As exportações são essenciais para uma economia dinâmica e afirmada, para resolver crises internas como a que se verificou no início da década passada. Mas a produção nacional em setores que podem substituir, com vantagem, as importações, é decisiva. O setor químico é onde Portugal tem mais experiência e onde temos, ainda, condições de voltar a ter um papel. Há uns anos, José Honório, ainda CEO da Portucel, promoveu um estudo sobre a substituição de importações por produção nacional. Passou uma década e meia e continuamos sem uma estratégia clara.
O setor agrário e agro-industrial precisa de retomar a visão estratégica que teve entre 1997 e 2001, pode fazer muito mais pela nossa balança alimentar.

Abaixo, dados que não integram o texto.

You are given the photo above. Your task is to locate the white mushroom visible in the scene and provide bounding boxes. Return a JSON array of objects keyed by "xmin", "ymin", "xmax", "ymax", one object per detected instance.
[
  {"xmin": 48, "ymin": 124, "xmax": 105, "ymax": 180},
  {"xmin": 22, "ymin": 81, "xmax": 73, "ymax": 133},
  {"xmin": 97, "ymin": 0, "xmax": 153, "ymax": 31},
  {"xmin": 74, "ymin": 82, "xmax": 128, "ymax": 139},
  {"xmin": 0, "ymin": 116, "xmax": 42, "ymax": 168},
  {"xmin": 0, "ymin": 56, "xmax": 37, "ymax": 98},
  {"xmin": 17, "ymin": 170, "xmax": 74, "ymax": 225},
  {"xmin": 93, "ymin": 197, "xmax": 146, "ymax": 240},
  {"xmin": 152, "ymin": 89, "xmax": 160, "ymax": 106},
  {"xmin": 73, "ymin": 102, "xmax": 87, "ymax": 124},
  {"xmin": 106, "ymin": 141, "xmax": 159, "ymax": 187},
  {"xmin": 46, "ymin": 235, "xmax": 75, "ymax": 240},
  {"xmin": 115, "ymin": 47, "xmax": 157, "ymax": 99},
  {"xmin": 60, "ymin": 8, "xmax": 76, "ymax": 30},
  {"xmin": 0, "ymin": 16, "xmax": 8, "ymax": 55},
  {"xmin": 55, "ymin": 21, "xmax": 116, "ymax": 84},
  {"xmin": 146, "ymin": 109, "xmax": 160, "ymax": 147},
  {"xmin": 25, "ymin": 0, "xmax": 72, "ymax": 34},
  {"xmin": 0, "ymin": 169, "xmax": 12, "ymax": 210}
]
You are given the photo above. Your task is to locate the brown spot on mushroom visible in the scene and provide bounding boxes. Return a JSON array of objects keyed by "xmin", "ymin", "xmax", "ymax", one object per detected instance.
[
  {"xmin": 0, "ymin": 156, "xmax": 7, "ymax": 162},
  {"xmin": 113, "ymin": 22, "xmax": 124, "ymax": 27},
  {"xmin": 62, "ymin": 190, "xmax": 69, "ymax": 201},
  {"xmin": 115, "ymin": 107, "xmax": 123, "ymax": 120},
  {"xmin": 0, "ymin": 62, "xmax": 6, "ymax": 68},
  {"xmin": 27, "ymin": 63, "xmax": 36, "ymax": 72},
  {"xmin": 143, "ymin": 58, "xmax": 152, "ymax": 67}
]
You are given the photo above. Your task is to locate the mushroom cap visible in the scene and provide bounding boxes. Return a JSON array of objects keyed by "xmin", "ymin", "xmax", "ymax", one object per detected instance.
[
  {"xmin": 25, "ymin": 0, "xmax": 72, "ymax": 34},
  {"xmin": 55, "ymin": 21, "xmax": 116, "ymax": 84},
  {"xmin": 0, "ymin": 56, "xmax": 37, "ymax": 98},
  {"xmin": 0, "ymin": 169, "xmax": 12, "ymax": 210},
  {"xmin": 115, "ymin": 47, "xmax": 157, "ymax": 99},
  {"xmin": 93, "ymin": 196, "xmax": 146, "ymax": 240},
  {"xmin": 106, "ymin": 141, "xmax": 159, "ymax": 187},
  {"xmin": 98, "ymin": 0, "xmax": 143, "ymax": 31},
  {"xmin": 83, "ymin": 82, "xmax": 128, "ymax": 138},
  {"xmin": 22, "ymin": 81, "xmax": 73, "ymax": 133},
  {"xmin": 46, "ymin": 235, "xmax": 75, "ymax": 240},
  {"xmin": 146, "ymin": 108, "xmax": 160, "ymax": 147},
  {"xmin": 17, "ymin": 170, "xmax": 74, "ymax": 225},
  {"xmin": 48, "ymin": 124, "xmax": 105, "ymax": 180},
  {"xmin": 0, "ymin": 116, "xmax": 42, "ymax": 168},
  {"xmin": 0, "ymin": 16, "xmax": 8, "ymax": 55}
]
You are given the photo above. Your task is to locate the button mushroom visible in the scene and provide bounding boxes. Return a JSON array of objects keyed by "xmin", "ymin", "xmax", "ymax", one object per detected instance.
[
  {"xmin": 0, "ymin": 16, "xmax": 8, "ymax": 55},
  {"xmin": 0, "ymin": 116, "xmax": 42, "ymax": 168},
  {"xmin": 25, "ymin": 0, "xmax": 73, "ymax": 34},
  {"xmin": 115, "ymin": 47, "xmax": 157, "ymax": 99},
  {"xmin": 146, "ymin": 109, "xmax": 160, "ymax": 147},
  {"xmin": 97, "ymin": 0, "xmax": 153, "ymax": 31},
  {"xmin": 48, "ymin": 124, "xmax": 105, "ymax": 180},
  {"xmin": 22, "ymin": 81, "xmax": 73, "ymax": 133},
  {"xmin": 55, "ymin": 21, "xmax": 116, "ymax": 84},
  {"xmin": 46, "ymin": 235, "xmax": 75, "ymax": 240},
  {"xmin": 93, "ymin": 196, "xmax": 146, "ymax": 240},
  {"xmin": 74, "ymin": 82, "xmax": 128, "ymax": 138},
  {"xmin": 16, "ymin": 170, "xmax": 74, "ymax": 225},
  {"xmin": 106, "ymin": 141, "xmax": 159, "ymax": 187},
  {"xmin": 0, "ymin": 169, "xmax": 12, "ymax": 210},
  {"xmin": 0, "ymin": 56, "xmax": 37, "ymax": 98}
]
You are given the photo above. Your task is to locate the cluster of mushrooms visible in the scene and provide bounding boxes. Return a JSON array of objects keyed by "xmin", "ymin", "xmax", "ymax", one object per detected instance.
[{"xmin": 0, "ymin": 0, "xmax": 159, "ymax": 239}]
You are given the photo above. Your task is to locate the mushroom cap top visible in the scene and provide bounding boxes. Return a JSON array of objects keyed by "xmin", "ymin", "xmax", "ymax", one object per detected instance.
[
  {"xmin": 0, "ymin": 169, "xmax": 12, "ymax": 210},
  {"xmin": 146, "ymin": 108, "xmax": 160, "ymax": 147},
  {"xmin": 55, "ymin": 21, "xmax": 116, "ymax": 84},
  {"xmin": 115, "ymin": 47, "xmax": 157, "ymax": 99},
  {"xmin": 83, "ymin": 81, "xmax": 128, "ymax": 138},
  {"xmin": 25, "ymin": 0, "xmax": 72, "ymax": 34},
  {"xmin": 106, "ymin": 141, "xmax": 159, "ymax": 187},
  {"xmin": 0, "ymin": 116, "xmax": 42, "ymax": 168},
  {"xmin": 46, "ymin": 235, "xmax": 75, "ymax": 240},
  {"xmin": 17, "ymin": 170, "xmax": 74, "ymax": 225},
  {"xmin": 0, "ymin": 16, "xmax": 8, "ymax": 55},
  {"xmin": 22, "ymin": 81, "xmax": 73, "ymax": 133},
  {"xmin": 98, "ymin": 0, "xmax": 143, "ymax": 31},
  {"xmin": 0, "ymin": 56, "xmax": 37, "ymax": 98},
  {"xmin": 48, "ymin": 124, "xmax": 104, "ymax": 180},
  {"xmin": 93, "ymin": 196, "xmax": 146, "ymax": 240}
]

Há, contudo, que ter em conta que as apostas devem ser economicamente sustentadas e não resultantes de situações conjunturais. A aposta nos cereais deve ser seguida com cuidados e com critérios de rentabilidade e o agroindustrial português tem uma capacidade de fogo que basta dar lume ao rastilho.
O turismo deve continuar a ser uma aposta. É, necessariamente, uma aposta porque é neste setor que se encontram as empresas mais capazes, as que melhor conseguiram sobreviver nesta última década e perante crises sucessivas. Mas os poderes públicos devem olhar para os números encantadores das exportações segregando estatisticamente esta atividade. Ou seja, os 50% do PIB, enquanto número mágico das exportações, devem ser 60% incluindo o turismo.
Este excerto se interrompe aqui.